Because 12 out of 100 calories that are consumed daily have so far been produced in the Ukraine or Russia. Exports that are now failing. According to the UN, the number of starving people could increase by almost 50 million because of the war.
But the consequences can also be clearly felt here and in our neighboring countries – in the form of empty shelves and steep price increases. This strengthens the awareness of the problem among the economic and political elite, who meet in Davos. Which is why this crisis will also be an important topic at the WEF.
Political journalist Lea Hartmann (31) is hot on the heels of the Federal Councilors in Davos.
5. Global inequality is increasing
2022 preaches progress. But lives backwards.
Tens of thousands are taking to the streets in America these days to demonstrate for abortion rights. Soldiers rape women in Ukraine. And according to the latest WEF Gender Report, it will now take another 136 years to close the equality gap. Gender inequality is one of the greatest obstacles to sustainable development, economic growth and poverty reduction.
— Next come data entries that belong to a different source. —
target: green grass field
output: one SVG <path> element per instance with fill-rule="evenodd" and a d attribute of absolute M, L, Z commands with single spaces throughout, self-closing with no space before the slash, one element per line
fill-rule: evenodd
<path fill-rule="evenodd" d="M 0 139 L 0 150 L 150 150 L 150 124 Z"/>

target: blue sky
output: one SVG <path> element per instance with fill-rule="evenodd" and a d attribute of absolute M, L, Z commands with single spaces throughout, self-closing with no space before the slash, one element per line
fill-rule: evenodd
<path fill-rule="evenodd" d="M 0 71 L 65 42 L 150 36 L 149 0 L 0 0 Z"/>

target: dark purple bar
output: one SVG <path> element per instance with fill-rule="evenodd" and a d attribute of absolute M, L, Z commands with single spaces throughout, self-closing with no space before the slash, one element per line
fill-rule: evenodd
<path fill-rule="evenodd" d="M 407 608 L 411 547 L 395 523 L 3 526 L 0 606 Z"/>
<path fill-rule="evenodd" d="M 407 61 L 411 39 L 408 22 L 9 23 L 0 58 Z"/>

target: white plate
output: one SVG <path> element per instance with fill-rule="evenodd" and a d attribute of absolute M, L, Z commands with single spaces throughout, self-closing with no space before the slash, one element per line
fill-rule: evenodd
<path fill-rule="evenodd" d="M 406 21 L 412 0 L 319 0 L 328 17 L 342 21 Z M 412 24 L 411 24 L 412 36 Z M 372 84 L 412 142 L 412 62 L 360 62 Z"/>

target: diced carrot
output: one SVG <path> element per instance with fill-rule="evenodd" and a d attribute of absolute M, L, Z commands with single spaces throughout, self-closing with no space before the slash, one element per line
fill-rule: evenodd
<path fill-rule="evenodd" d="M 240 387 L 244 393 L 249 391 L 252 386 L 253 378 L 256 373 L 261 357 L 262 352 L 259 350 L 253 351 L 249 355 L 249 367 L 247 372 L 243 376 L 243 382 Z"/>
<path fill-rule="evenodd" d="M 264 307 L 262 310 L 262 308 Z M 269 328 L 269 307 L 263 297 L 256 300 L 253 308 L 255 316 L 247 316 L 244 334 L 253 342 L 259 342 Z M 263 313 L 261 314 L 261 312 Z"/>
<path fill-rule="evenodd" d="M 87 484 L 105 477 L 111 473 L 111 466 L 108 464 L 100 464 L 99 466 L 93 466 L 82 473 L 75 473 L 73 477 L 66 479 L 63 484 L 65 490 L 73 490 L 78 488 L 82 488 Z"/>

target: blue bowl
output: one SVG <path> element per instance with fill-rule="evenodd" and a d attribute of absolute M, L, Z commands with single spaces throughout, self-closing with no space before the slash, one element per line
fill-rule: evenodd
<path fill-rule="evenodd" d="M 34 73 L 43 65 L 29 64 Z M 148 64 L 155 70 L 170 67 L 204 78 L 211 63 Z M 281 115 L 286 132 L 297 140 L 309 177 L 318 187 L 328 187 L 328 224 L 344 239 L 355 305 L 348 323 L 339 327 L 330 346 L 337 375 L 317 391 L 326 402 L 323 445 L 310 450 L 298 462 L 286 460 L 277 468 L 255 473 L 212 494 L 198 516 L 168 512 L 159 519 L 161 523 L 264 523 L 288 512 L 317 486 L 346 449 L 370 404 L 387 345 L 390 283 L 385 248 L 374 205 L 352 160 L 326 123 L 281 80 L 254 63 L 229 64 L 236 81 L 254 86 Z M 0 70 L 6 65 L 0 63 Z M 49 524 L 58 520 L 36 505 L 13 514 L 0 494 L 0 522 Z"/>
In Davos, among other things, Ringier’s EqualVoice initiative will focus on the issue of gender equality. The WEF itself has four panels on global inequality in its program. Prosperity, education or access to vaccines should no longer depend on where someone was born, what skin color – or what gender.
Blick TV reporter Matthias Kempf (36) will interview many exciting personalities in front of the camera in the streets of Davos.
6. Corona is not over yet
The pandemic sets the pace, not us humans. The WEF had to realize this again in January and therefore postponed the annual meeting to May. During this time, the situation has brightened: thanks to vaccines, western countries have gotten Corona under control.
It looks different globally. In low-income countries, only 16 percent of people have received a single dose of the vaccine — compared to 80 percent in high-income countries. New variants and corona waves could therefore keep us busy for years to come.
That is why there is also a discussion in Davos: “What’s next” in terms of the pandemic? How to ensure vaccine supplies for poorer countries? And what does the new, better world of work look like after years of working from home?
Nicola Imfeld (26) is a business editor and is experiencing the WEF for the first time as a journalist rather than a soldier in the Swiss army.